One wonders why she would accept so little for her music and yet not apply the same approach asking Netease to start actually paying the ocean of bands that appear on the service an actual rate?
WHY ARE PEOPLE STILL PAYING SO LITTLE IN CHINA FOR MP3S?
Back in early 2000, there was so much Microsoft piracy that the company eventually relented and lowered their prices. If there is a positive side to piracy, it brings sometimes more equitable pricing structures. If there is a democratization that supposedly ensues after rampant piracy (the so-called bringing the mountain to the man), why has that not found its way to places like the USA, where prices for MP3s have actually gone up in cost.
China is a country going through massive changes, and piracy is hard to stamp out. If the concept of services like Netease are to eventually put everyone on a paid subscription and wean people off of free music, then in theory, great. But the reality with a site like Netease is that it is basically left to users to police things, along with the occasional label that complains to take things down. If they really were open to scrutiny and an honest discussion on the music on their site, then they would have created the page for lodging a takedown request in English.

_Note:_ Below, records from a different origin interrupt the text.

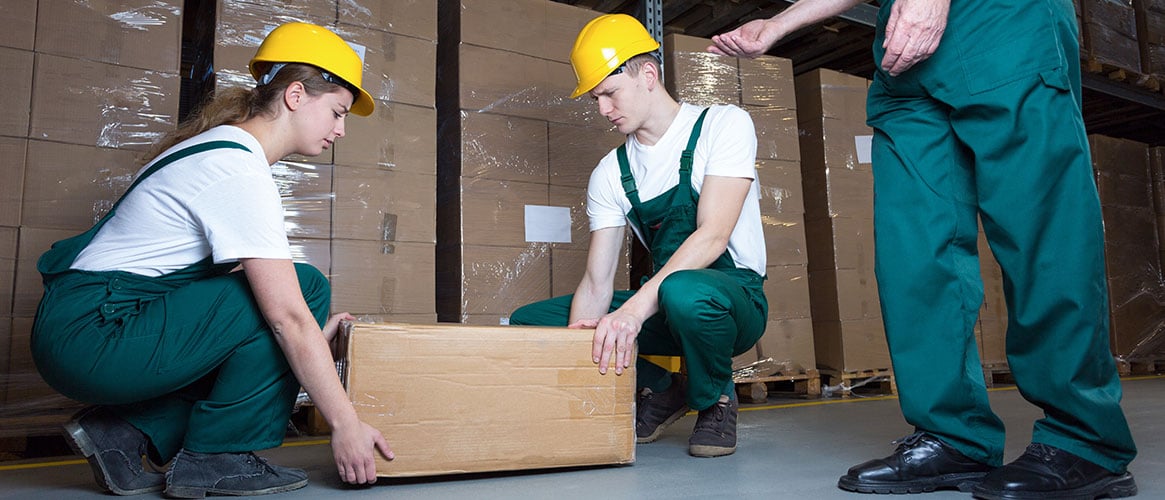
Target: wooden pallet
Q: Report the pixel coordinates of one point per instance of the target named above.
(1150, 83)
(1129, 367)
(755, 389)
(877, 380)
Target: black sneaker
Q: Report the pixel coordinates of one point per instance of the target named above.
(715, 430)
(920, 463)
(114, 451)
(193, 476)
(1047, 472)
(655, 412)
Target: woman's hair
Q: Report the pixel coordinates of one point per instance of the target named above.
(235, 105)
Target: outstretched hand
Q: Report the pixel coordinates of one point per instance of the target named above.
(912, 33)
(752, 39)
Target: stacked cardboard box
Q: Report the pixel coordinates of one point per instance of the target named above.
(1108, 32)
(375, 237)
(80, 108)
(1131, 248)
(512, 223)
(1151, 35)
(838, 183)
(764, 87)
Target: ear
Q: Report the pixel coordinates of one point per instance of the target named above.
(650, 71)
(294, 94)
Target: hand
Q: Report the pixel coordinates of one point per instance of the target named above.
(584, 324)
(615, 336)
(353, 450)
(912, 33)
(749, 40)
(333, 325)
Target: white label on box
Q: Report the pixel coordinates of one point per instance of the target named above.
(548, 224)
(863, 143)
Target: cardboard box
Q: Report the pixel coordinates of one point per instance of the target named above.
(19, 19)
(538, 28)
(127, 33)
(97, 104)
(306, 192)
(496, 280)
(12, 180)
(410, 18)
(396, 136)
(16, 81)
(71, 187)
(383, 205)
(380, 277)
(456, 399)
(576, 150)
(503, 148)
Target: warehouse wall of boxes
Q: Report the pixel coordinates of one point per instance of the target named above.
(463, 197)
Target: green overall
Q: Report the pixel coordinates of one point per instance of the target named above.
(991, 126)
(705, 315)
(186, 357)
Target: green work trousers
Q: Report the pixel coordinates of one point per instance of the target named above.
(705, 316)
(192, 364)
(990, 126)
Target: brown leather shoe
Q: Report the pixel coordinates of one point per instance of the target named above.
(920, 464)
(1047, 472)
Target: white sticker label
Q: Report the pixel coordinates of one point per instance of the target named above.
(548, 224)
(863, 143)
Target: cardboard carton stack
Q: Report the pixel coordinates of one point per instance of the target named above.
(1131, 248)
(512, 223)
(375, 237)
(764, 87)
(80, 107)
(1151, 35)
(838, 183)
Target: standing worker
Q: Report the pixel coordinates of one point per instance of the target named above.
(685, 181)
(181, 315)
(973, 127)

Instead, this is what a Western artist would see if they were so lucky to navigate to the page. The only thing they’d see is an email address way at the bottom and nary a hope that anyone would actually respond to their inquiry, since they don’t write Chinese.
If bands have any hope of getting paid, then artists will have to start understanding the entire global music monetization picture instead of just focusing on Apple, Spotify and the like. I just don’t see how labels, though, can justify cutting such deals overseas. It’s unfair for those who legitimately pay for their MP3s at a $1.29 a pop to have someone in another country be able to get it for free, or for a mere fraction of the cost. Capitulation to a standard that being paid at all is better than the specter of mass piracy has forced many artists, when dealing with Chinese music services, into deals that are being subsidized by legitimate sales in other countries.
To be fair, the Chinese consumers have for a very long time seen little or no value in music, and expect it to be free. The various services have traded off that idea to gather as many people under one umbrella because the hope is to eventually monetize most of what they have to offer. So it’s an uphill battle for companies like Apple (whose users have no problem dropping $1000 for an iPhone in China) to create a revenue generating service that engenders in its users a feeling that most have never had, which is that music should be treated as art and should be curated, collected, and most of all, given its due respect.
So Taylor Swift where are you now? Can you help use your clout to get a better deal for the bands that appear on Netease, Xiami, Kugou and QQ? Because if the industry doesn’t take heed soon and institutes a global standardized pricing structure, then all it takes is a tech savvy American to purchase a cheap VPN ($5 a month), sign on from a China node, download the relevant app from the Google Play or App store, and start downloading to their heart’s content, ensuring the cycle of piracy continues unabated.